Andrew Yourick (1); (1) Colorado State University, Fort Collins, CO, U.S.A.
Yeast, Fermentation, and Microbiology
Test samples of common brewing yeasts (i.e., Saccharomyces cerevisiae)
are routinely procured in breweries all over the world in order to be
analyzed for viability and vitality and to conduct cell counts. While
these analyses are typically done manually with a hemocytometer and
microscope, new, more automated technology is gaining popularity. This
study looked to validate the measurements of viability, vitality, and
cell counts by comparing the results to that of a hemocytometer and flow
cytometry to the technologically advanced Cellometer.
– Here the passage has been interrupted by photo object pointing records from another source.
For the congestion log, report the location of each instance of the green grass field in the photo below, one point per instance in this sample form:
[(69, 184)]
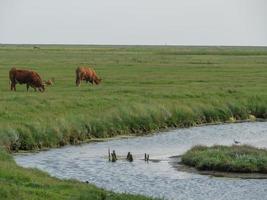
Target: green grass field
[(243, 158), (144, 89)]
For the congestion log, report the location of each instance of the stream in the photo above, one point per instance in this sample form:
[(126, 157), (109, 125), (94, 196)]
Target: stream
[(158, 178)]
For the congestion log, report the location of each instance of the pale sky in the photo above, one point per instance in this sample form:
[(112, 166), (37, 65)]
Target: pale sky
[(143, 22)]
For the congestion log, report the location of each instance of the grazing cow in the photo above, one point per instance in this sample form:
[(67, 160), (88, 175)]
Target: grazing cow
[(30, 78), (48, 82), (86, 74)]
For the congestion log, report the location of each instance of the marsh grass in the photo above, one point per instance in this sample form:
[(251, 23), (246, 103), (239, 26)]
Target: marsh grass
[(19, 183), (234, 158), (144, 89)]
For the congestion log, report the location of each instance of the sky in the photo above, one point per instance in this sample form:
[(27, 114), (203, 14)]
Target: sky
[(134, 22)]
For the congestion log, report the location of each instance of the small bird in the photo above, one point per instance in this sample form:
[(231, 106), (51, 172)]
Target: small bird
[(236, 142)]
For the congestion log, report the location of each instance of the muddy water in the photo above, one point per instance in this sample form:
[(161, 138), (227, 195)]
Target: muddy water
[(88, 162)]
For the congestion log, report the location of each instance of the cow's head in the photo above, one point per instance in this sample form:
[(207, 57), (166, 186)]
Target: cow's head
[(78, 81), (97, 80), (42, 88)]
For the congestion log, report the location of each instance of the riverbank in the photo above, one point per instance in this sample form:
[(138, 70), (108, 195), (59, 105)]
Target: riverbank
[(20, 183), (236, 158), (159, 177), (144, 90)]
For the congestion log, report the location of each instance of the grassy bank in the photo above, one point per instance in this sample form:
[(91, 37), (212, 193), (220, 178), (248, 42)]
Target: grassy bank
[(20, 183), (227, 158), (144, 89)]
The American
Society of Brewing Chemists (ASBC) standard methods were used when
applicable; otherwise methods were developed according to the
manufacturer of each instrument. Each instrument was tested using yeast
samples of the same treatment and volume prior to analysis. Data were
acquired then evaluated using analysis of variance statistical methods
to determine how each yeast analysis instrument compared to another.
Andrew Yourick received B.S. degrees in fermentation science and
technology (FST) and biology from Colorado State University in May 2016.
He was an undergraduate teaching assistant for the Brewing Science and
Technology course at CSU for three semesters. While assisting with the
course, he helped grow FST courses and lay-out laboratory space.